Мы уже подошли к входу в отель.

– Так вы пойдете со мной? – спросил я наконец, набравшись решимости. Тут нужно было быть осторожным и не давить. Этим все можно было испортить. Излишняя настойчивость и назойливость пугают женщин. Еще Пушкин сказал: «Чем меньше женщину мы любим, тем легче нравимся мы ей…»

Все-таки классик. Не худо бы всем нам, мужчинам, почаще вспоминать его слова.

– Конечно, пойду, – ответила Эстелла твердым, как ее рукопожатие голосом. – Странно было бы не пойти.

Мы подошли к лифту, и она сказала:

– Зайдите за мной после девяти часов. Мой номер пятьсот одиннадцать.

В общем-то сказанные ею слова были довольно двусмысленными. «Странно было бы не пойти», – сказала она. То есть, может быть, она имела в виду, что пойдет со мной просто оттого, что ей нечего делать на курорте и я просто подвернулся под руку?

Обидно…

Все же я решил не разыгрывать «достоевщину» и не заниматься самокопанием. Пойдет и хорошо. Я же сам этого хотел. Все-таки правильно говорят, что человек – не свинья. Он всегда недоволен. Если бы отказалась, я был бы недоволен, почему отказалась. А когда она согласилась, я стал недоволен, почему она так легко согласилась. Как говорится в старом анекдоте про чукчу: «Не поймешь вас, Ивановых…»

В девять часов я зашел в пятьсот одиннадцатый номер. Эстелла открыла мне дверь, и я увидел, что она уже полностью готова. На ней было другое платье. Не то, что было вчера, но тоже нарядное. Она готовилась, и это польстило моему самолюбию.

– Ну что, в «Робин Гуд»? – спросила она меня, когда мы вышли на шумную вечернюю улицу, и крепко взяла меня под руку.

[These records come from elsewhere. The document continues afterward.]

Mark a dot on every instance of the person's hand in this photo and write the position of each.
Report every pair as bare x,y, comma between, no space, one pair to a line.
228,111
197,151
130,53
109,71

Кабак оказался самый обыкновенный. С потугой на стилизацию под английский паб…

Впрочем, там было тихо, никто не приставал, и поэтому мы могли весь вечер мило болтать. Эстелла была оживлена, она говорила много, и весело смеялась, когда мы заговаривали о смешном, но в ней все же была какая-то озабоченность. Она иногда беспокойно озиралась по сторонам, ее глаза словно искали кого-то… Потом она каждый раз облегченно вздыхала и оживлялась вновь.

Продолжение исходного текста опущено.